The way you killed for her today. You’d burn everything we’ve built for that girl.

And that… that makes you dangerous. Not to our enemies. To us.”

I laughed, cold and hollow. “You think you can test me with a fucking hitman in my own garden?”

“I think you still have things to learn,” Edoardo said, his voice hardening. “You’re soft with her. Distracted. Giving away your dead brother’s watch to some stray Ventura boy like it’s nothing. Angelo would be ashamed.”

The mention of my twin made something inside me snap. Knowing my father had eyes on what was happening was a pure threat.

“Don’t you fucking say his name.” My voice dropped to a lethal whisper. “I am no longer your son.”

Silence stretched for a beat.

Then my father laughed. Low. Amused. Completely unbothered.

“You’re disowning me now, are you?” he asked, clearly entertained. “Going to declare yourself free of the Moretti name because of some whore you knocked up?”

I didn’t hesitate.

“Yes.” The word came out like a death sentence.

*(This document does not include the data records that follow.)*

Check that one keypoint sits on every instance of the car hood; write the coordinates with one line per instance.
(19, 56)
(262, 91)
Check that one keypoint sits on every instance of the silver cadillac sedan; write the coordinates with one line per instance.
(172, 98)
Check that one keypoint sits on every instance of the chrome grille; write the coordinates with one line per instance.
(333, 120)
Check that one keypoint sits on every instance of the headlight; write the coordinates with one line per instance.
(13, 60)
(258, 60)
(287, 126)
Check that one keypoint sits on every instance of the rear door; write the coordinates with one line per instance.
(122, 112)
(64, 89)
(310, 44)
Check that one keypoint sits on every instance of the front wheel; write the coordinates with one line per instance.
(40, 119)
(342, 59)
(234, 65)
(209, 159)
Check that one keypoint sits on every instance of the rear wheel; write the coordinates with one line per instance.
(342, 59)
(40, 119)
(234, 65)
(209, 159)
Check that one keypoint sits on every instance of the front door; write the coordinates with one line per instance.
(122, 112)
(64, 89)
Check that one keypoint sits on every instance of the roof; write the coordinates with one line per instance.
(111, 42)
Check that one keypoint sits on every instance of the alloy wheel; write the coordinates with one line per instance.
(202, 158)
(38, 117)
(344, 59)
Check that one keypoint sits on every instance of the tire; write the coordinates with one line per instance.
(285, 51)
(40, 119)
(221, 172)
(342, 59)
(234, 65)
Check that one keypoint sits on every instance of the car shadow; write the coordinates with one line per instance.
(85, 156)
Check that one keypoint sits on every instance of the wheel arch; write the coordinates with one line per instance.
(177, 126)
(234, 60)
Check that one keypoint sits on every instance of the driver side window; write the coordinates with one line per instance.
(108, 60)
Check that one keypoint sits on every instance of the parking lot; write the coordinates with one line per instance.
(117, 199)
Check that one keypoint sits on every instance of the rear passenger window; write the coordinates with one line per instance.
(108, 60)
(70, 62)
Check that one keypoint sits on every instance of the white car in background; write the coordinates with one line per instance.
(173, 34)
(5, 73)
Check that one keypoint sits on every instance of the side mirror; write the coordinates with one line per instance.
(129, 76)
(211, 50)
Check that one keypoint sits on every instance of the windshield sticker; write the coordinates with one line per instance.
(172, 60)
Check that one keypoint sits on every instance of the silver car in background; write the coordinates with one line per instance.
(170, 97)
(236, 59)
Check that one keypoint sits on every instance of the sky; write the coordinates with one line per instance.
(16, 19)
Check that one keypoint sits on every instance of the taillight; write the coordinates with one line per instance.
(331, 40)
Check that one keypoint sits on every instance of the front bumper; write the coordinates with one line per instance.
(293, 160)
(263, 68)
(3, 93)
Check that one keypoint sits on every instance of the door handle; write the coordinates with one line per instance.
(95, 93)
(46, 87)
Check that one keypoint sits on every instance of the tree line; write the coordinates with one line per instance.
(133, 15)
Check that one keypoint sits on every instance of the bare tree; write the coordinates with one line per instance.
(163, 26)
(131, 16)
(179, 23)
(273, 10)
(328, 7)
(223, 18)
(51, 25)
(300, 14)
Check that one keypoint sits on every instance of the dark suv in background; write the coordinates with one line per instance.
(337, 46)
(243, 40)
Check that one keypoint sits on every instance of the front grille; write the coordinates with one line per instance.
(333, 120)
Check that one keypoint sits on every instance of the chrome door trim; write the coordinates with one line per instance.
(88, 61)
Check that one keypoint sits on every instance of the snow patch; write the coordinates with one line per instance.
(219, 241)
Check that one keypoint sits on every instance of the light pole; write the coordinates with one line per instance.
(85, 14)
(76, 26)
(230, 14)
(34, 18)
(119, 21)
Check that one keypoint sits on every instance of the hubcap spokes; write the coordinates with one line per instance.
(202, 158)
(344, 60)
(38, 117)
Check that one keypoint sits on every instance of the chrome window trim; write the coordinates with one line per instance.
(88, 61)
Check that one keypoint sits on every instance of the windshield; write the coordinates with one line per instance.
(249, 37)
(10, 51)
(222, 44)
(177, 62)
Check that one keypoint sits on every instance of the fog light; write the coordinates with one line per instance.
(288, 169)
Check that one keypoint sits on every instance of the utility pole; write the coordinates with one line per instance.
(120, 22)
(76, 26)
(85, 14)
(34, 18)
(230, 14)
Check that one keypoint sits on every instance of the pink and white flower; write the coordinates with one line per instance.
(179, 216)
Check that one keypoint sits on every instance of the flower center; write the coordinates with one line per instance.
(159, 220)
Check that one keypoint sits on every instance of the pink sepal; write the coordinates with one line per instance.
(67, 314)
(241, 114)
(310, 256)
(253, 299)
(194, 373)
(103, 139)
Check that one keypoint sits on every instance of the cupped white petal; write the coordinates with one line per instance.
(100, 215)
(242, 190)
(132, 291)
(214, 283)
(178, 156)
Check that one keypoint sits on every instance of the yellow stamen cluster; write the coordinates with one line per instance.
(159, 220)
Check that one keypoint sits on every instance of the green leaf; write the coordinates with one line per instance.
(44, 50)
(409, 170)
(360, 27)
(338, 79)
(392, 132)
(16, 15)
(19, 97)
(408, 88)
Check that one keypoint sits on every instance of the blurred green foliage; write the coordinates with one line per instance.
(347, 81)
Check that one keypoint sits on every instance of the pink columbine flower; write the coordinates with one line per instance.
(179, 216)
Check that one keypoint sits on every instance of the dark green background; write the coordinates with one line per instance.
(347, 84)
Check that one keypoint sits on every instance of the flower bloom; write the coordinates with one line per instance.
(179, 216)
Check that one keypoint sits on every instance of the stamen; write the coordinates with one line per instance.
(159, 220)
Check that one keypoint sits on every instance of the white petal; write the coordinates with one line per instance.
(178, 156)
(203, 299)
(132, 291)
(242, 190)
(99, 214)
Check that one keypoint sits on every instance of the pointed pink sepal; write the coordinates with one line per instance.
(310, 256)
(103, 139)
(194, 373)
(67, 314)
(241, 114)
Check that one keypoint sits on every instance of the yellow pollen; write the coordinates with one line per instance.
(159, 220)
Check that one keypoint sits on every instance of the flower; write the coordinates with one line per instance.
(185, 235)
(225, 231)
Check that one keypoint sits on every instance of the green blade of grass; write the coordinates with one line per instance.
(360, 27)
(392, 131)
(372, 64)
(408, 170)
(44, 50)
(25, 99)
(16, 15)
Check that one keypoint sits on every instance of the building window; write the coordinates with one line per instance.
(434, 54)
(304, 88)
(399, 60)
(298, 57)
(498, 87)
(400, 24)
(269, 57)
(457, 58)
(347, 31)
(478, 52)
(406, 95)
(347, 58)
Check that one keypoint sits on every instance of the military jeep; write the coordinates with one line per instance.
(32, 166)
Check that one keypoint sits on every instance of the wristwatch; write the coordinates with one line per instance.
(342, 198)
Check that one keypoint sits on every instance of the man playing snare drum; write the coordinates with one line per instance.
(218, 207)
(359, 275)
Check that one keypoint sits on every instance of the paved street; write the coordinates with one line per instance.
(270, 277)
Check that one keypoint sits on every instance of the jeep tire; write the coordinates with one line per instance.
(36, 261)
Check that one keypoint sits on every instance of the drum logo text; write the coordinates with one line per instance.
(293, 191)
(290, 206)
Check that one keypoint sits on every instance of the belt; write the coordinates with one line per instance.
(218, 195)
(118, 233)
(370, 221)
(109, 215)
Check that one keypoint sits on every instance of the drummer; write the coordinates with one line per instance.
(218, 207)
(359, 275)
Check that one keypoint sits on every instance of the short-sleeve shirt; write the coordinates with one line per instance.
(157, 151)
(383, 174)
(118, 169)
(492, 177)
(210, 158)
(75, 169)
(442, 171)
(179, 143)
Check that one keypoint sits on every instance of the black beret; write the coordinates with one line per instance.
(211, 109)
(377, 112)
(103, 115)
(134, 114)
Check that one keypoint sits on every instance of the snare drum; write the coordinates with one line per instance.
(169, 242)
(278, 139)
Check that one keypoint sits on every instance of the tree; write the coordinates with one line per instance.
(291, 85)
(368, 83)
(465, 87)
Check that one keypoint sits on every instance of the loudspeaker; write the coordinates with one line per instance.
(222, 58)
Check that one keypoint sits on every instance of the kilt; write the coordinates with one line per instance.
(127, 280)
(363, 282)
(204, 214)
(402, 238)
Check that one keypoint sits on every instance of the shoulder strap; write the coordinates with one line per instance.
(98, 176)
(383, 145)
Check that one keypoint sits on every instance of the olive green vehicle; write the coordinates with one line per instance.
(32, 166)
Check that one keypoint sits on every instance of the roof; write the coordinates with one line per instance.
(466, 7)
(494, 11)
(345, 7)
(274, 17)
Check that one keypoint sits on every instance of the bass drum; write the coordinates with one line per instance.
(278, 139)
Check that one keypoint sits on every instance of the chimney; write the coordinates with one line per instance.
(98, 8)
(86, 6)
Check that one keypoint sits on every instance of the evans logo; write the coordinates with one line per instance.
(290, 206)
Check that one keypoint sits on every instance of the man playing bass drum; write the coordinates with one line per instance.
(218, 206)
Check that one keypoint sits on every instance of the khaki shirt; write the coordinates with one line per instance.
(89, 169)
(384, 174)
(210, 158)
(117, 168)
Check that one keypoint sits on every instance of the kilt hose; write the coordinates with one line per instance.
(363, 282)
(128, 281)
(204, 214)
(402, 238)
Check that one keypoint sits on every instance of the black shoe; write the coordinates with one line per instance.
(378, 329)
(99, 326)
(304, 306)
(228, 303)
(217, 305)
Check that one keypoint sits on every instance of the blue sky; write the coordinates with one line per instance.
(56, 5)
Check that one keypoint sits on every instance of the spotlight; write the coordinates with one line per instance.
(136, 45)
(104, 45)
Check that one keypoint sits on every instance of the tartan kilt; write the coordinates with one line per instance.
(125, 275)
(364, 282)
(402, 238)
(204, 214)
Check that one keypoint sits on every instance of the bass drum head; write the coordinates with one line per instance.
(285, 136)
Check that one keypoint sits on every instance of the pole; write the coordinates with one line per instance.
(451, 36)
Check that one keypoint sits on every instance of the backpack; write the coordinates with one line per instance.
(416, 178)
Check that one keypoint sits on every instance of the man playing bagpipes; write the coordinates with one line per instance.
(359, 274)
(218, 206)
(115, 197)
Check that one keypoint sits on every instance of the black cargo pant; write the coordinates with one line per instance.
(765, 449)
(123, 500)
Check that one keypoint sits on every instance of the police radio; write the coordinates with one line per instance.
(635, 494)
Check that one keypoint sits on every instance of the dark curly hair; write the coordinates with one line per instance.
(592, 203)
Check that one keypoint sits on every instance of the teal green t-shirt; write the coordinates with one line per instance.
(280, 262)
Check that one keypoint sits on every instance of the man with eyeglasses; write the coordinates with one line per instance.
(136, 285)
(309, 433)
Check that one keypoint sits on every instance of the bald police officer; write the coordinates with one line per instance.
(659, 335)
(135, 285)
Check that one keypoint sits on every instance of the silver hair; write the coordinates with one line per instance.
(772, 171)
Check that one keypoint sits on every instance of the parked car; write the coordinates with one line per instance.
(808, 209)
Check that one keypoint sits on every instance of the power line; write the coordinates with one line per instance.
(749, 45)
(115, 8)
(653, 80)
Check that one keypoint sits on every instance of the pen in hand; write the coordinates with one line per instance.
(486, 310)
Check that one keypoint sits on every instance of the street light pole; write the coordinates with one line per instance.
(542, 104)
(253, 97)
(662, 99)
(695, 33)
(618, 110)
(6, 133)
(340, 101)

“Consider this my formal resignation from whatever fucked-up legacy you think you’re building.

I want nothing from you. No territory. No money.

No name. You come near Aurora again, you send another man into my home, and I will end you myself.

Slowly. I’ll make what happened to Angelo look like mercy. ”

Another laugh rolled through the phone, richer this time, almost proud.

“There he is,” Edoardo said softly. “My real son. Finally.”

The line went dead.

I stood there in the dark study, chest heaving, the phone still clenched in my fist. The whiskey glass shattered against the far wall before I even realized I’d thrown it. Glass rained down like crystal shrapnel.

He thought this was a game. A lesson.

He had no idea I’d already chosen her over everything.

And if he forced my hand again, I would paint the streets of this city red to keep her safe.